Team Git 'Em - AI Powered Document Classifier

AI-powered classifier

AI Document Classifier — A Dual-LLM Approach to Trustworthy Compliance Automation

Inspiration

Every enterprise today is drowning in unstructured information — scanned contracts, reports, invoices, and emails. While automation exists for document ingestion, trustworthy classification remains an unsolved problem.

What We Built

We built AI Document Classifier, a full-stack Flask application that uses two LLMs in tandem to classify documents with cross-verification and human-in-the-loop review.
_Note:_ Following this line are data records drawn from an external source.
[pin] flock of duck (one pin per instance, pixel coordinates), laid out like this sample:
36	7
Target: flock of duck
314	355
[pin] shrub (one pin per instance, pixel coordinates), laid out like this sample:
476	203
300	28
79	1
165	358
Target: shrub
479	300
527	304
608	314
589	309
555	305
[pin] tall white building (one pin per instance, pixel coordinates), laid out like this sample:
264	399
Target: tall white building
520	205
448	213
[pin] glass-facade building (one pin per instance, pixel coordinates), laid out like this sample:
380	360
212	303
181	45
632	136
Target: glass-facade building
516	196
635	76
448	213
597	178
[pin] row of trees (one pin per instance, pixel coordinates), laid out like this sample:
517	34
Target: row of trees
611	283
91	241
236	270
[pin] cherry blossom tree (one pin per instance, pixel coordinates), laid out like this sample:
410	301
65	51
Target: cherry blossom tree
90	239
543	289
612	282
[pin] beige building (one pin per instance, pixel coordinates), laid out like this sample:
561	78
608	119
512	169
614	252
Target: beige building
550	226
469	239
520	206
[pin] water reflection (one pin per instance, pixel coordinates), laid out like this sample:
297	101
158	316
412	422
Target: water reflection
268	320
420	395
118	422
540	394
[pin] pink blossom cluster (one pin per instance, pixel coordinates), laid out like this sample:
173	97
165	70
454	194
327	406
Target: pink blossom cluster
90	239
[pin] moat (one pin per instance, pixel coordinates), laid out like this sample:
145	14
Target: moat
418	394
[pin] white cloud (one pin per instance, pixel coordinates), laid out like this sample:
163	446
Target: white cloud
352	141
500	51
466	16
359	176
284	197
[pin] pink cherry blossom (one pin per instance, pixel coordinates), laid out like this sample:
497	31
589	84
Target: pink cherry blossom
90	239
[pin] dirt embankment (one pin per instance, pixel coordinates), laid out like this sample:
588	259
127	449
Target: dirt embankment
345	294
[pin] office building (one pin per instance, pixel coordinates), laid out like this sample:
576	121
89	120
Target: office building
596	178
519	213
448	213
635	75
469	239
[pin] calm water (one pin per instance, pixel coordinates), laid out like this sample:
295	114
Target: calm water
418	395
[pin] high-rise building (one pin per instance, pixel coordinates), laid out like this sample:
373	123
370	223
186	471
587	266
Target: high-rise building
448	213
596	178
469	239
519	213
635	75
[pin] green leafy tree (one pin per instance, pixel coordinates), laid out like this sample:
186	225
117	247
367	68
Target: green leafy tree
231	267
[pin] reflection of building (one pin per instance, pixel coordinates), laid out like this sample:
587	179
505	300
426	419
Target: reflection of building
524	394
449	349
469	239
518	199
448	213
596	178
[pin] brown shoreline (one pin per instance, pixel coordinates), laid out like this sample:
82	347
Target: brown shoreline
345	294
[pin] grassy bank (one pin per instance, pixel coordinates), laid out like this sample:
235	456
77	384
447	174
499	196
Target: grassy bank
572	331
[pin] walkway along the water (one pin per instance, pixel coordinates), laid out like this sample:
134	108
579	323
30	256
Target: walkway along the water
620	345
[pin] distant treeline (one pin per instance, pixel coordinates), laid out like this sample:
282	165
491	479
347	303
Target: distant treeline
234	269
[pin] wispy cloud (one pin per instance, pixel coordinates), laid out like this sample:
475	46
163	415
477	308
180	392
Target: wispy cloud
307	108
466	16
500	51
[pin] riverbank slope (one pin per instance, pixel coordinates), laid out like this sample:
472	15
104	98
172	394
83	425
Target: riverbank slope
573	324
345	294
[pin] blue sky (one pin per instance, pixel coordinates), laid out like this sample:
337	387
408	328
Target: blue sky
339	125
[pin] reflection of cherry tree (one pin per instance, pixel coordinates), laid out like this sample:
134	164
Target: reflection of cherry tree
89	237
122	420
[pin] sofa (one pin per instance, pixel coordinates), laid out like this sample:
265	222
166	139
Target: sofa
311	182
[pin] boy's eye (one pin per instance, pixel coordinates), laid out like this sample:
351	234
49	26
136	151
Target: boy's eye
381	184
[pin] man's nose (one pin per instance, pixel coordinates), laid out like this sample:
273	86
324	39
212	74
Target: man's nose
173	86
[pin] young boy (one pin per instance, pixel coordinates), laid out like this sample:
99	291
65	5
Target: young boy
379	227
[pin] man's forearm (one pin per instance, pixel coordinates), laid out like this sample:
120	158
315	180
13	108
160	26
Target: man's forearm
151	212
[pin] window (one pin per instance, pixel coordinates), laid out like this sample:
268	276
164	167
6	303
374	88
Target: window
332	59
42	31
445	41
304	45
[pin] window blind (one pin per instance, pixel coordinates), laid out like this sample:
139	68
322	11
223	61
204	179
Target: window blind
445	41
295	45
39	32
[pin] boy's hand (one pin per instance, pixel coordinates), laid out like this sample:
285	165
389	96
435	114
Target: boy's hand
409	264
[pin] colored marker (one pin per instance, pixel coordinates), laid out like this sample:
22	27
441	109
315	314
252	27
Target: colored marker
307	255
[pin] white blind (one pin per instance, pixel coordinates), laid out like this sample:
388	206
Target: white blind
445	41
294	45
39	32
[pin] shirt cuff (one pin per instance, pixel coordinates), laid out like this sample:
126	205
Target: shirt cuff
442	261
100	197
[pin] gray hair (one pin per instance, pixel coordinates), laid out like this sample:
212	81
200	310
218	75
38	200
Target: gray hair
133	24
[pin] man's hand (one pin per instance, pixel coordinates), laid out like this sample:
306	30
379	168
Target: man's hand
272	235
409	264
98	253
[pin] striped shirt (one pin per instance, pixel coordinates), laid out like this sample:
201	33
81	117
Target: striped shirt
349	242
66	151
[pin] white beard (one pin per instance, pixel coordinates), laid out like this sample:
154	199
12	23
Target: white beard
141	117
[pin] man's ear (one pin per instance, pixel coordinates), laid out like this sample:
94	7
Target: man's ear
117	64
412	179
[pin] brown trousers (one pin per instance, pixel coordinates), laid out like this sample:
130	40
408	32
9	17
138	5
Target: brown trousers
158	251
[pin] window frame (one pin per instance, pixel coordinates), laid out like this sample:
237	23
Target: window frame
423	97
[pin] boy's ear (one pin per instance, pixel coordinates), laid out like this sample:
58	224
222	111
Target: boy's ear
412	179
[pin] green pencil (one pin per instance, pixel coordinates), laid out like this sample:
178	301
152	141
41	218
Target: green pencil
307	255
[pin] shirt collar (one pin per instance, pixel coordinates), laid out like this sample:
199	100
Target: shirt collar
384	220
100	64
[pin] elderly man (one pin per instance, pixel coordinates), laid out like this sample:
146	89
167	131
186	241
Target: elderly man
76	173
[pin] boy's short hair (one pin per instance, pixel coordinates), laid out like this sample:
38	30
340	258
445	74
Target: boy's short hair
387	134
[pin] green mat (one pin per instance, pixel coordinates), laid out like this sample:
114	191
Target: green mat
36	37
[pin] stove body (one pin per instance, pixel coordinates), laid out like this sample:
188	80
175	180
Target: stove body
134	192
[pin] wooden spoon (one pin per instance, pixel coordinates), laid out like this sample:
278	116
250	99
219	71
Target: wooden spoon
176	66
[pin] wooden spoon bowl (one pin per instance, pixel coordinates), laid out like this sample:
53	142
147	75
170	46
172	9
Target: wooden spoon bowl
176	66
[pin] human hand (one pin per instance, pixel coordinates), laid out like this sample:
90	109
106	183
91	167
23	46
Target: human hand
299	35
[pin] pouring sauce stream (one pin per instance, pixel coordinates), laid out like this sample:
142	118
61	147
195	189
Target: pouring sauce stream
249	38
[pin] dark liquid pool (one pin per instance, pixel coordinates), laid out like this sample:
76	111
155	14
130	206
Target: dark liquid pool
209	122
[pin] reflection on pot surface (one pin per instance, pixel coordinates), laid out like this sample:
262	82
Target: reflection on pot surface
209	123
The app supports: • Multi-modal input: PDF, DOCX, images, and video (via frame extraction + OCR). • Dual verification: Primary and verifier LLMs cross-check each other’s output for consistency. • Citation-based evidence: Each decision cites the exact page, image, or paragraph. • HITL feedback loop: Subject Matter Experts can approve, reject, or override model predictions. • Pre-processing checks: OCR legibility, page count, image count, and format validation. • Safety and bias detection: Flags Unsafe or disallowed content and routes for manual review. • Interactive and batch modes: Real-time updates for single documents and bulk processing. • Secure PII handling: Detects presence of PII types (like SSNs, emails) without revealing actual data. • Rich UI: Modern Tailwind-based dashboard with classification cards, badges, and detailed audit trails.

How We Built It

Preprocessing and Extraction

We began with multi-modal ingestion using: • PyMuPDF (fitz) for PDFs • python-docx for Word files • PIL + pytesseract for OCR on images • Video support using frame extraction with OpenCV Each file runs through a legibility and metadata check before classification.

LLM-Driven Classification

The classification follows a two-layer pipeline: 1. Primary Model (e.g., mistralai/mistral-7b-instruct) analyzes the text and metadata to predict document sensitivity. 2. Verifier Model (e.g., meta-llama/llama-3.1-8b-instruct) independently audits that output and confirms or disputes it.

The models communicate via the OpenRouter API with strict JSON schemas to enforce consistent outputs. If the two models disagree, the case is automatically marked for human validation.

Aggregation Logic

The system enforces a strict hierarchical rule: DocumentClass = a. Unsafe - if any page has unsafe content b. Highly Sensitive - if any hard PII is found c. Confidential - if any internal-only content exists d. Public - otherwise

This ensures a single, overall classification for each file, even if individual pages differ.

Frontend and UX

The web app (built with Flask + Tailwind) enables drag-and-drop upload, progress indicators, and visualization of results. Each card includes: • Classification badges • Confidence scores • Evidence summaries • Page-level reasoning • Review actions (Approve / Reject)

All human feedback is persisted in an append-only HITL audit log (hitl_feedback.jsonl), preserving version history.

Architecture Overview

User Upload → Preprocessing (OCR, Page Check) → Primary LLM (Classification) → Verifier LLM (Cross-Check) → Aggregator (Page → Doc Label) → Safety Layer (Unsafe Detection) → Human Review UI (Approve/Reject) → Audit Logs + Continuous Learning

What We Learned

1.  Prompt engineering is an art. Small phrasing changes dramatically impacted consistency and JSON validity.
2.  Dual-LLM verification boosts trust — even when models disagree, surfacing that disagreement builds confidence.
3.  Human feedback is data. Capturing SMEs’ overrides allowed us to iteratively refine prompts.
4.  Security by design matters. Redacting all PII before frontend rendering ensured GDPR and compliance safety.
5.  Real-time UX matters as much as AI accuracy. Users value transparency — knowing why a classification was made.

Challenges We Faced

• Handling multimodal inputs: OCR on mixed documents with both text and images required robust error handling.
• Maintaining strict JSON outputs: Some models occasionally broke schema, requiring regex-based JSON repair.
• Latency from dual-model verification: We optimized with async requests and early termination when Unsafe content was detected.
• Balancing detail vs. privacy: Showing “PII types” (email, SSN, etc.) without exposing the actual data required careful design of summaries.
• Integrating human feedback loops: Making reviewer actions persist seamlessly while keeping logs immutable took several iterations.